Merkies: invest extra ECB money in the people, not in bubbles
Merkies: invest extra ECB money in the people, not in bubbles
The European Central Bank (ECB) is at last showing the courage to buy up EU member states’ bonds after years of having cold feet. SP Member of Parliament Arnold Merkies is positive about the ECB’s decision, but argues that the Bank must do all in its power to ensure that the money goes straight into the real economy and not into bubbles in the financial markets.

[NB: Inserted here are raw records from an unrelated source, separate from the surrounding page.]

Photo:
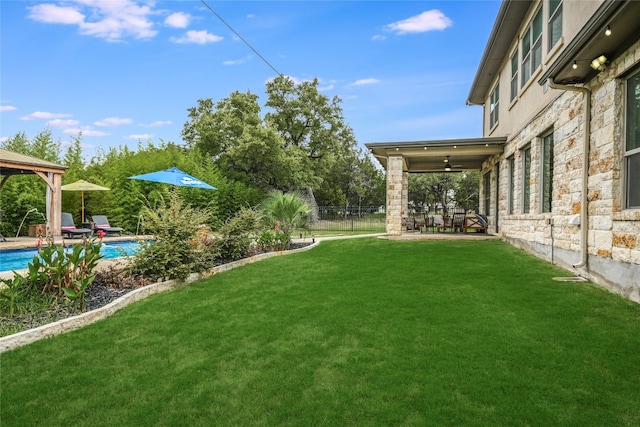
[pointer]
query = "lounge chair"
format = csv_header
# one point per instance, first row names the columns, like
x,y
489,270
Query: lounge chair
x,y
458,221
100,222
2,239
69,228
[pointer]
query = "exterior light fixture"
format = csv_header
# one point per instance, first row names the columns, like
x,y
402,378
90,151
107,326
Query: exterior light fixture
x,y
447,165
599,63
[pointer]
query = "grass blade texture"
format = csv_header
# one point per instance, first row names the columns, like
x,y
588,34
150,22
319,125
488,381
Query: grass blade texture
x,y
354,332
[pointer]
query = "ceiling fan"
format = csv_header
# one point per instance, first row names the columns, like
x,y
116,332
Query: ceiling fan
x,y
448,165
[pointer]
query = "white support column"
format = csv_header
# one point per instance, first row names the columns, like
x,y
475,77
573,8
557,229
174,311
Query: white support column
x,y
396,194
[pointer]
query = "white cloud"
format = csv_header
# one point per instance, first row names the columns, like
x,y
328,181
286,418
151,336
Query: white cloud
x,y
53,14
363,82
108,19
139,137
426,21
113,121
85,132
43,115
157,123
197,37
178,20
59,123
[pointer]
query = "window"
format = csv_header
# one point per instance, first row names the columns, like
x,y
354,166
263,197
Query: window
x,y
493,106
632,143
487,192
532,48
555,22
512,183
526,180
514,75
547,172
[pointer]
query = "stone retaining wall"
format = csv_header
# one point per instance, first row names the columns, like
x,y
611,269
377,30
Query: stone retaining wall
x,y
46,331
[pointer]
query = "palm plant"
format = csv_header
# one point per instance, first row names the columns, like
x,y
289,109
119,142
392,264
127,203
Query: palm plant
x,y
285,212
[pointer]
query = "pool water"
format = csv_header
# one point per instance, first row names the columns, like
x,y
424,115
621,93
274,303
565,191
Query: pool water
x,y
19,259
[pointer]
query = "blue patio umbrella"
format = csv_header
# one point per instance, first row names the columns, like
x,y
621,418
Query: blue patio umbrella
x,y
174,176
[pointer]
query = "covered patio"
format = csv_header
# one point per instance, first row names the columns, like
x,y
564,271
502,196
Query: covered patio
x,y
435,156
13,164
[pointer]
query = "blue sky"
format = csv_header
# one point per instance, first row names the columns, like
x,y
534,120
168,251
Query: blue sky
x,y
122,71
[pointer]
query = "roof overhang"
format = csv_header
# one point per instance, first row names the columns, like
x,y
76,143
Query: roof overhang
x,y
429,156
505,30
622,17
12,163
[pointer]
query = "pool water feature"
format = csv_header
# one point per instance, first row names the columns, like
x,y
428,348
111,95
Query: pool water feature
x,y
19,259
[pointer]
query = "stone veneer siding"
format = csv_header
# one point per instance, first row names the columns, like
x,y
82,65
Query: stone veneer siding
x,y
396,194
613,233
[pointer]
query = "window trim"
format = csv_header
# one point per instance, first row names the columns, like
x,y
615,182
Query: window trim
x,y
511,195
553,15
626,153
526,180
486,180
514,76
494,107
529,55
543,182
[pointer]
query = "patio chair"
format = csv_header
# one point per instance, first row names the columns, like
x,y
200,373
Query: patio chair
x,y
419,221
458,221
407,223
69,228
429,223
100,222
2,239
438,222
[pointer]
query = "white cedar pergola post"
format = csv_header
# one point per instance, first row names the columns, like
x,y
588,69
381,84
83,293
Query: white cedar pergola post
x,y
396,194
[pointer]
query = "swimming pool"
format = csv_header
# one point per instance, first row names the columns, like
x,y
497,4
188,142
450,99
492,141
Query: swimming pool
x,y
19,259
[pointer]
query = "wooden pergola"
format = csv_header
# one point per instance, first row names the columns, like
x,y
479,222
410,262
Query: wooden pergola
x,y
12,164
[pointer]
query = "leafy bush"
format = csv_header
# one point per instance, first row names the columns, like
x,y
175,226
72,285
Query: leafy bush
x,y
236,235
273,240
283,214
175,252
60,272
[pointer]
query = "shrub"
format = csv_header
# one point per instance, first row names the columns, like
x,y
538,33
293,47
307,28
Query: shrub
x,y
283,214
236,235
175,252
66,273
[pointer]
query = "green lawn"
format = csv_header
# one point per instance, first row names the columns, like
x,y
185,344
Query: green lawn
x,y
353,332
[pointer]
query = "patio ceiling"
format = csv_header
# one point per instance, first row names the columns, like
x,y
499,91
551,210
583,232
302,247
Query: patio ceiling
x,y
429,156
12,163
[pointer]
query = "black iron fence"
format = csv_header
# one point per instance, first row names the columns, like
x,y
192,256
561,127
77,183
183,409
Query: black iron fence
x,y
371,219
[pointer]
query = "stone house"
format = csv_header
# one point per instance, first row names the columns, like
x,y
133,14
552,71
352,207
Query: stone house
x,y
559,84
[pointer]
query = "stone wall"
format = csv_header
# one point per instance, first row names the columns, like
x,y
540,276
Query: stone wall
x,y
396,194
613,233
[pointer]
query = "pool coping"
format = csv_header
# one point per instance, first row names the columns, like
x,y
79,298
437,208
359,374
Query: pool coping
x,y
59,327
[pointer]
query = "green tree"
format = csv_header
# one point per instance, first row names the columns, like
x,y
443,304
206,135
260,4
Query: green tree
x,y
311,123
287,212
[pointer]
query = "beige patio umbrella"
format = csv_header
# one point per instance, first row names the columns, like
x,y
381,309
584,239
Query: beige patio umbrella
x,y
82,186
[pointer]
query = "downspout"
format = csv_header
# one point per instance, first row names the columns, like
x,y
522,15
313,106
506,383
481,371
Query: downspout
x,y
584,219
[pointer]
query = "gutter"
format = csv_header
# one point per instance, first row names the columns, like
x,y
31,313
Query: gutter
x,y
584,218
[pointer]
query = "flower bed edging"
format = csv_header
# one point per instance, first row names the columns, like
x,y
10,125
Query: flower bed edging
x,y
29,336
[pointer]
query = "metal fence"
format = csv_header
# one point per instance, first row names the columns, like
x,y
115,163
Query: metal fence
x,y
352,219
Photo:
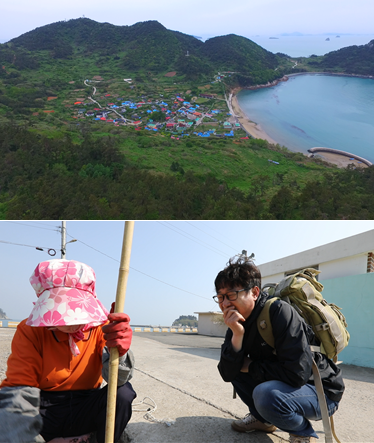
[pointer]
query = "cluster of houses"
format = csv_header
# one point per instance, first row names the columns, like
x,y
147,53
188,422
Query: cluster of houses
x,y
180,117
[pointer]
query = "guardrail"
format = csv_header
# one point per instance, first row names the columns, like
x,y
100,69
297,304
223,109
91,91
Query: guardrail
x,y
163,329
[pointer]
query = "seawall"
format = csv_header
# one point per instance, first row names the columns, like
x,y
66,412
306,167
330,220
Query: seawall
x,y
346,154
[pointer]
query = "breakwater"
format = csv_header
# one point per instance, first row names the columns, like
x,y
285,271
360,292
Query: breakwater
x,y
346,154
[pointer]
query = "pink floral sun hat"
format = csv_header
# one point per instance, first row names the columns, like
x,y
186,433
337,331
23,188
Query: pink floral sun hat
x,y
66,295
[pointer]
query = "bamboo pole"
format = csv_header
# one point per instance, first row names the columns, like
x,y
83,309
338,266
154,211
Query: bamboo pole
x,y
114,357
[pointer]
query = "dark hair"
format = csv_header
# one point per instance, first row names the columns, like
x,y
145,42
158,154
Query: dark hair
x,y
239,271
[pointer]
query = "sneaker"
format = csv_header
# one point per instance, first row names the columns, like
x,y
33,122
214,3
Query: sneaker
x,y
250,423
301,439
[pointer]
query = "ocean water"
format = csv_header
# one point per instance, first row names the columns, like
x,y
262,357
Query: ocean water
x,y
316,111
306,45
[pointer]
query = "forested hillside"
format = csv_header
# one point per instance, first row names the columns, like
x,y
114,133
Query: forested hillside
x,y
357,60
42,178
145,46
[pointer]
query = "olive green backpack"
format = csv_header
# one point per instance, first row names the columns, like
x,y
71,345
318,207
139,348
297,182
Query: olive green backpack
x,y
303,292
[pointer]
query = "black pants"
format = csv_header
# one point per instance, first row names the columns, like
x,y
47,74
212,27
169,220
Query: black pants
x,y
73,413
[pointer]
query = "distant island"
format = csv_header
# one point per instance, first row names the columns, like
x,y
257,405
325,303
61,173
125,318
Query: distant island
x,y
186,320
139,120
3,314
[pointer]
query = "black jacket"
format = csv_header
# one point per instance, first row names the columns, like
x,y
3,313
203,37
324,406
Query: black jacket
x,y
292,360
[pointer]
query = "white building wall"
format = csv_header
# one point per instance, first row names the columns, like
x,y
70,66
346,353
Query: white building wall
x,y
344,267
333,269
211,323
337,259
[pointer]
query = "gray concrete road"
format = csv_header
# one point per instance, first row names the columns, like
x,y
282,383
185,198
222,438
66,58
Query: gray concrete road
x,y
178,373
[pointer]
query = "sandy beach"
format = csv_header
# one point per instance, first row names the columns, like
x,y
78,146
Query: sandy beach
x,y
256,131
251,127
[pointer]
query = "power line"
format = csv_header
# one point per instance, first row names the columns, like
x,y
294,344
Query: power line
x,y
50,251
147,275
25,224
196,241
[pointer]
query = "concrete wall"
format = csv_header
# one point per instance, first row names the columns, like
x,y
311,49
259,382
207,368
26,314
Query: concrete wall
x,y
355,295
211,323
340,258
344,267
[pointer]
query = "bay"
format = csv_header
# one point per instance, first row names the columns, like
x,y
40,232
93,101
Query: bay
x,y
314,110
306,45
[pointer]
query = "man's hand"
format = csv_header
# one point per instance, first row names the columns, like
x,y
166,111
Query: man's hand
x,y
247,361
118,333
234,320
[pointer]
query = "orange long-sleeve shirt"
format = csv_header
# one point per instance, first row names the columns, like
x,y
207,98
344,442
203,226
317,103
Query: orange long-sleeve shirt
x,y
41,358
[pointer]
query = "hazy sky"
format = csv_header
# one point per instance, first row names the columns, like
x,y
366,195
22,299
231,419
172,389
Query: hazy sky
x,y
173,264
208,17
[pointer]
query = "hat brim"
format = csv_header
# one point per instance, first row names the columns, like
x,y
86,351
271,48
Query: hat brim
x,y
67,307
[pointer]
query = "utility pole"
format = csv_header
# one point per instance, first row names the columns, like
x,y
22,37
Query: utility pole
x,y
63,240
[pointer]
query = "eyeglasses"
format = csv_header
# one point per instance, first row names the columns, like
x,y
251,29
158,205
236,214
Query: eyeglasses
x,y
231,296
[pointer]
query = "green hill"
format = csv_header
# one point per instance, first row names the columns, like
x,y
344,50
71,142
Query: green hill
x,y
358,60
145,46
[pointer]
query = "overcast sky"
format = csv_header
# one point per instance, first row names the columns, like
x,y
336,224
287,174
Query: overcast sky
x,y
196,17
173,264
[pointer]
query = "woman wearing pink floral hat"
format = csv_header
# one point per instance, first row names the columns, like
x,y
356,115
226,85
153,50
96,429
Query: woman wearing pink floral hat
x,y
59,359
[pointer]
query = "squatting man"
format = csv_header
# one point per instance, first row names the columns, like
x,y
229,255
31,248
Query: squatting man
x,y
278,386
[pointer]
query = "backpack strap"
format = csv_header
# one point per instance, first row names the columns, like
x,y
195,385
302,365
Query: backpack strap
x,y
264,323
266,331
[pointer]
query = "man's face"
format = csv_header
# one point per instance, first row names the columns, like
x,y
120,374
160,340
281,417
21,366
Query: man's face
x,y
245,302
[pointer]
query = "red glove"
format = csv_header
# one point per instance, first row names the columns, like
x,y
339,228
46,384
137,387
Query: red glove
x,y
118,332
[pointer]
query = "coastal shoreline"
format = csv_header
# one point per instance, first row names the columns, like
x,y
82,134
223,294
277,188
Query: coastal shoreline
x,y
256,131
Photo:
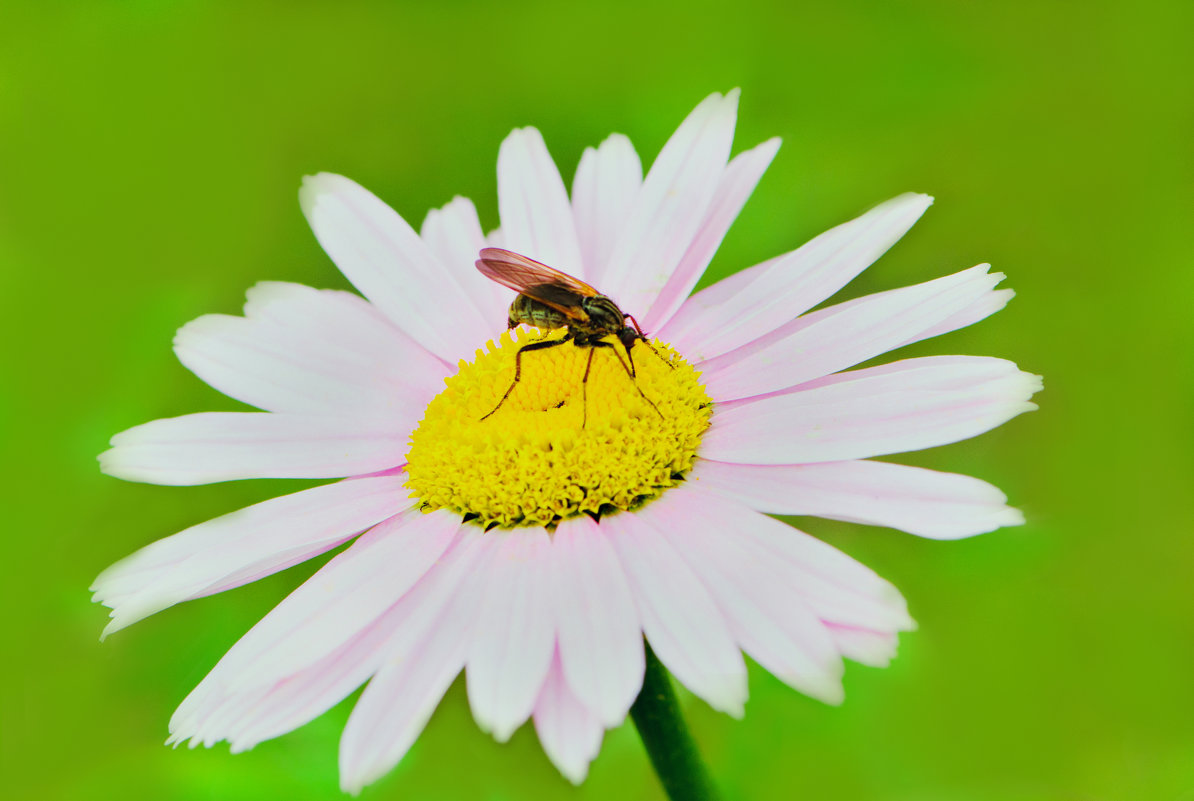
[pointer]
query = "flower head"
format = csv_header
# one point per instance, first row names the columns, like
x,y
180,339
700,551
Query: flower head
x,y
531,530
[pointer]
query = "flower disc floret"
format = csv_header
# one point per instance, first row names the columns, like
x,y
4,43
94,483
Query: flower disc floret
x,y
558,447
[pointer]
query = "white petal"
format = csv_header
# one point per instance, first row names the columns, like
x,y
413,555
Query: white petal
x,y
382,256
245,546
872,648
669,210
210,713
454,235
763,609
738,180
227,445
607,182
601,645
536,216
344,597
843,336
311,351
793,283
925,503
683,624
399,700
836,587
570,733
897,407
515,633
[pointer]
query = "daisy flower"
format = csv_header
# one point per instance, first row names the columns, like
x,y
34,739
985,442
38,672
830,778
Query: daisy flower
x,y
534,548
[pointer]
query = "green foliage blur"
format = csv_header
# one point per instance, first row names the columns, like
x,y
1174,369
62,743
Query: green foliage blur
x,y
149,159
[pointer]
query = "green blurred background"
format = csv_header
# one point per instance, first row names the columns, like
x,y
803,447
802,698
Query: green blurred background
x,y
149,158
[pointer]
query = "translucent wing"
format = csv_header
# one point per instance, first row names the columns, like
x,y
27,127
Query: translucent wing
x,y
524,275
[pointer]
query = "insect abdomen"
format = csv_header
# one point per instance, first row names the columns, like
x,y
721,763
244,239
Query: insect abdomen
x,y
530,312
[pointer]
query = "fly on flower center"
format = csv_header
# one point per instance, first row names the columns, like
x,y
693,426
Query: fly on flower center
x,y
554,443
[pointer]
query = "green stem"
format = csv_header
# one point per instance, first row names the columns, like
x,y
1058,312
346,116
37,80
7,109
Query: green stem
x,y
672,752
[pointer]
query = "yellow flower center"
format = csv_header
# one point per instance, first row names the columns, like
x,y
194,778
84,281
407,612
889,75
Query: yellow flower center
x,y
558,447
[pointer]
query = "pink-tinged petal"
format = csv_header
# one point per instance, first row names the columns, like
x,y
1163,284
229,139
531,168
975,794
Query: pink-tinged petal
x,y
344,597
382,256
536,216
736,186
515,634
227,445
865,646
247,718
226,707
607,182
897,407
836,587
925,503
454,235
793,283
244,546
568,732
311,351
668,213
399,700
759,602
601,645
979,309
210,713
682,622
843,336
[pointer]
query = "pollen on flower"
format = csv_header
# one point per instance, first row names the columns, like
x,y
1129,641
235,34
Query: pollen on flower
x,y
554,450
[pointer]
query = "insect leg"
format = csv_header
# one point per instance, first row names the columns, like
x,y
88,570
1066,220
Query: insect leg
x,y
533,346
584,386
644,339
628,368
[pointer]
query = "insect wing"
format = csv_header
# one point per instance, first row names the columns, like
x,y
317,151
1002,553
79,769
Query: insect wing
x,y
523,275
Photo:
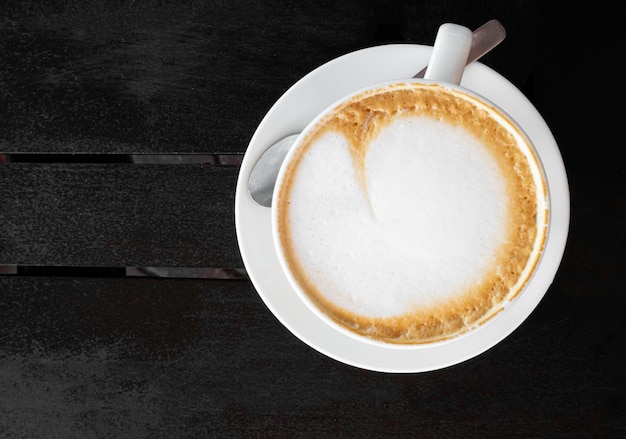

By pumping €1100 billion into the economy, the ECB is looking to tackle deflation. ‘It’s good that the ECB has overcome its initial timidity to grasp this unconventional method,’ says Merkies. ‘A few years ago, when the SP proposed just the same thing, many reacted to it as if the suggestion was outrageous. It shows also how desperate the situation is. If you really want to address inflation then it’s important that the money goes to the right place. You want also to avoid creating more financial bubbles. If it leads to a spending stimulus in the economy and goes directly to small and medium-sized businesses, then the operation will have been a success. If not, then the ECB’s mandate will have to be adjusted.'
Merkies wants in addition to see a fundamental debate about the monetary system. ‘With the euro the last vestige of influence that the people had over the creation of money has been definitively thrown away. The time is ripe for a debate on our monetary system, including what sort of mandate an institution like the ECB should have. In my view this mandate should be changed to give the ECB a duty to stimulate the economy and employment.’